Gavin Newsom Proposes Health Coverage for All Illegal Immigrants in California by 2024

California Governor Gavin Newsom proposed Monday providing health care coverage to all immigrants, legal and illegal.

This move is part of a statewide effort to reduce its number of uninsured residents, which has shown success. The largest group of people that remains insured by the state's Medicaid program is people of lower incomes in the United States illegally.

According to a legislative analysis, filling this gap would cost the state $2.4 billion annually. Newsom plans to use a surplus in the state's $286.4 billion budget to cover this.

While the California Legislative Analyst's Office estimated the surplus to be at least $31 billion, Newsom's proposal has an even larger estimate due to his office's broader definition of what constitutes a surplus.

The state began providing health coverage to immigrants age 26 and under in 2019, then began covering immigrants age 50 and over in 2021. Newsom wants the rest covered by the beginning of 2024.

Detailed plans for introducing and paying for this expansion are not currently clear.

Newsom's administration called the lack of health insurance for some immigrants one of the "existential threats" it must tackle. Others include the COVID-19 pandemic, wildfires, drought, homelessness and public safety.

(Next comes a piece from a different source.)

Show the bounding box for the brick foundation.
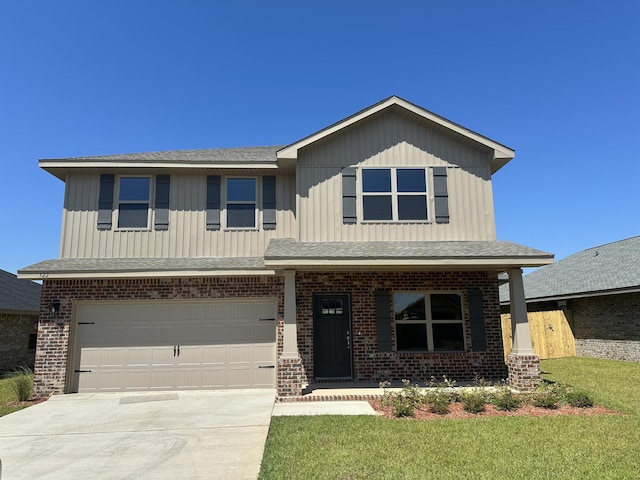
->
[507,353,540,392]
[277,358,305,397]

Gavin Newsom, California, governor
California Governor Gavin Newsom proposed using a budget surplus to provide health coverage to the state's illegal immigrants. Here, Newsom speaks during a news conference at Kingston 11 Cuisine on October 8, 2021 in Oakland, California. Photo by Justin Sullivan/Getty Images

Covering immigrants age 50 and up, the most recent expansion, will eventually cost taxpayers about $1.3 billion per year.

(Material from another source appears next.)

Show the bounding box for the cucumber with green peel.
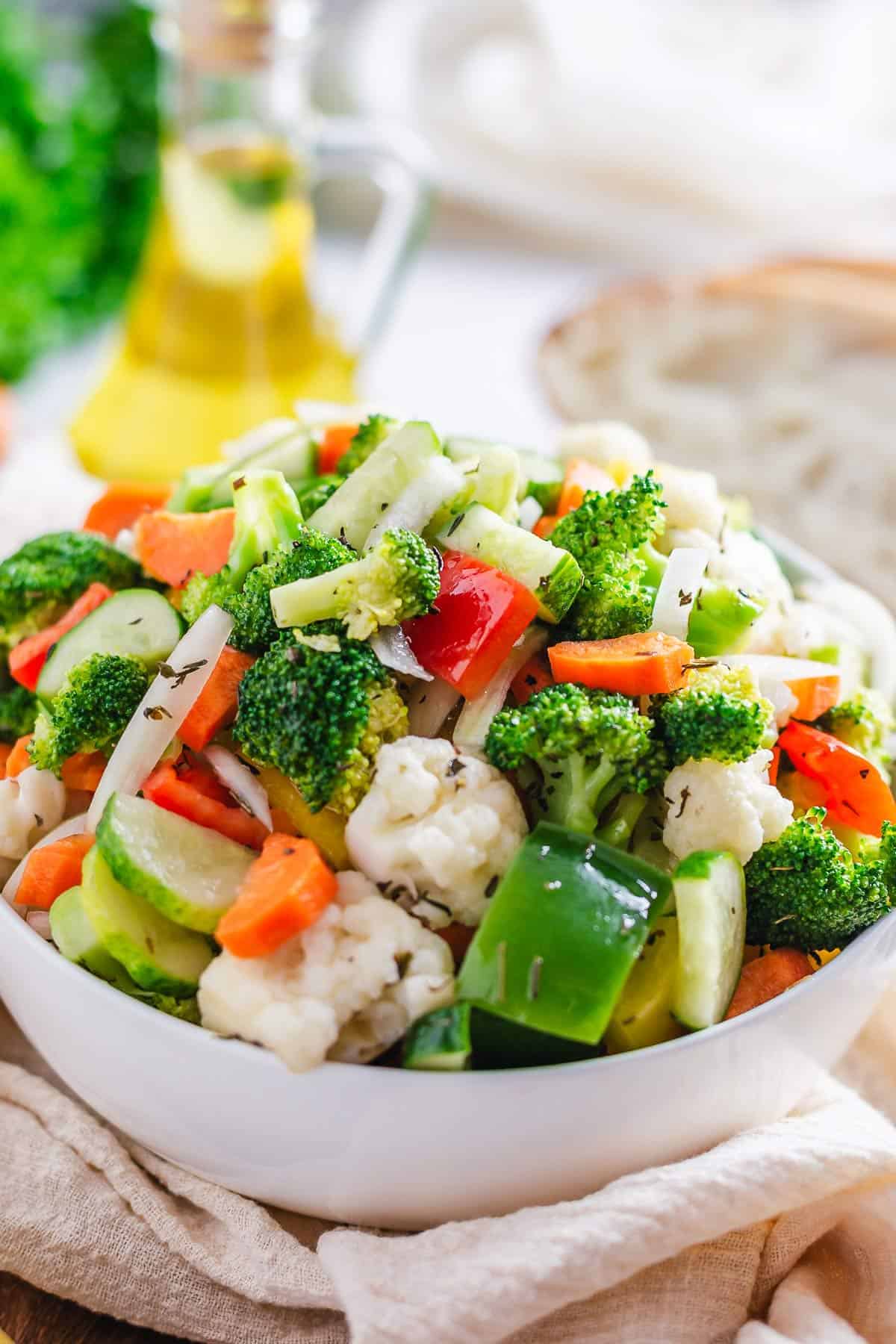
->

Newsom's budget address kicks off months of haggling with his fellow Democrats, who control the state Legislature, talks that will intensify when Newsom presents an updated spending proposal in May.

Some progressive legislative Democrats last week proposed creating in California the nation's first universal health care system, backed by steep tax hikes that would have to be approved by voters.

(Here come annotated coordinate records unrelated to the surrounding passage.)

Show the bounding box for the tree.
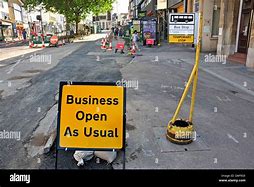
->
[25,0,115,33]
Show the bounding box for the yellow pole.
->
[171,64,198,123]
[189,0,204,122]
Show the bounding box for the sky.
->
[113,0,129,14]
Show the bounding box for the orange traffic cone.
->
[108,42,113,51]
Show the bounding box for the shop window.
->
[212,0,220,37]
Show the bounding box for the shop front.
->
[237,0,254,54]
[0,21,13,41]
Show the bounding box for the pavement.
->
[0,36,254,169]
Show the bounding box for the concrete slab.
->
[153,127,210,153]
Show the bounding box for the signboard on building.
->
[57,82,125,150]
[168,13,195,43]
[157,0,168,10]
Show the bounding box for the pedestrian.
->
[22,29,27,42]
[114,27,119,40]
[132,30,140,51]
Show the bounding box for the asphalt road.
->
[0,38,254,169]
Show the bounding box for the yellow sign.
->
[168,34,194,43]
[58,83,125,149]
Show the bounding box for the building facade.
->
[93,11,113,29]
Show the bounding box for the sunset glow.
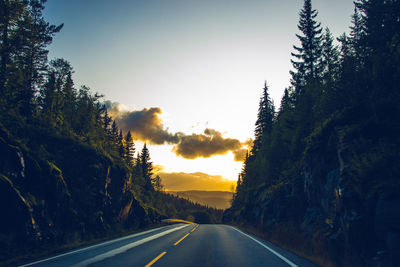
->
[44,0,353,190]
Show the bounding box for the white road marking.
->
[19,225,187,267]
[71,224,189,267]
[232,227,298,267]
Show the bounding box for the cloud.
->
[158,172,236,191]
[104,101,252,161]
[153,165,165,174]
[105,101,180,145]
[172,128,252,161]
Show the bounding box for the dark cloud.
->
[158,172,236,191]
[104,101,251,161]
[105,101,181,145]
[172,128,247,161]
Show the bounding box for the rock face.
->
[224,118,400,266]
[0,128,159,261]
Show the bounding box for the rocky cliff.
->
[224,110,400,266]
[0,127,160,262]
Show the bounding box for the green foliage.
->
[228,0,400,266]
[0,0,222,264]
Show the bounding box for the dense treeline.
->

Newsom also has pledged to spend $300 million on boosting law enforcement efforts to combat retail theft and another $2.7 billion to spend on things like coronavirus testing and hospital staffing.

He additionally on Monday proposed spending $648 million to back wildland firefighters and buy more helicopters and bulldozers, plus another $1.2 billion on top of the current budget year's $1.5 billion for forest management.

Another $750 million would go to drought relief, on top of the current budget year's $5.2 billion water package.

Also on the environmental front, he pledged to keep reducing California's reliance on fossil fuels.

To confront the state's seemingly intractable homelessness problem, he proposed spending $2 billion for mental health services, housing, and clearing homeless encampments. That's on top of last year's $12 billion package. The combination would create a projected 55,000 new housing units and treatment slots.

To help with the ever-growing cost of living in California, Newsom proposed "doubling down" on the state's existing plan to provide free universal pre-kindergarten; adding thousands of child care slots and boosting to before, after and summer school programs.

He also proposed continued aid to small businesses hit hard by the pandemic by waiving fees and providing hundreds of millions in grants and tax breaks.

Newsom's massive projected budget and surplus brings the state a long way from the gloom of 2020, when Newsom and state lawmakers cut spending, raised taxes and pulled money from the state's savings accounts to cover what they feared would be a pandemic-fueled $54 billion deficit.

That deficit never happened. Instead, state revenues soared like never before. In September, collections from the state's three largest taxes—personal income, sales and corporation—were 40 percent higher than September 2020 and nearly 60 percent higher than September 2019, before the pandemic hit, according to the Legislative Analyst's Office.

Newsom has also promised to substantially increase spending on infrastructure, including things like roads and bridges. These types of projects are good ways to spend surplus money—which is only available for one year—because they don't have recurring costs that must be funded every year. Another advantage is infrastructure spending does not count toward the state's constitutionally-set spending limit, meaning it can offset other spending to help lawmakers stay under that cap.

Nationally, people will be watching closely to see how Newsom wants to spend money to increase access to abortion. The U.S. Supreme Court is considering whether to overturn or significantly weaken Roe v. Wade, the landmark decision that forbids states from outlawing abortion. If that happens, as many as two dozen other states could pass laws outlawing or restricting access to abortion.

Last year, Newsom convened a group of more than 40 abortion providers and advocacy groups to ask for their ideas on what to do should that happen. In December, the group released 45 recommendations. They include spending money to help clinics hire more workers and funding to reimburse abortion providers for patients who can't afford to pay—including those who travel to California from other states.

In an interview with the Associated Press last month, Newsom indicated some of the report's recommendations will be included in his budget proposal.

The Associated Press contributed to this report.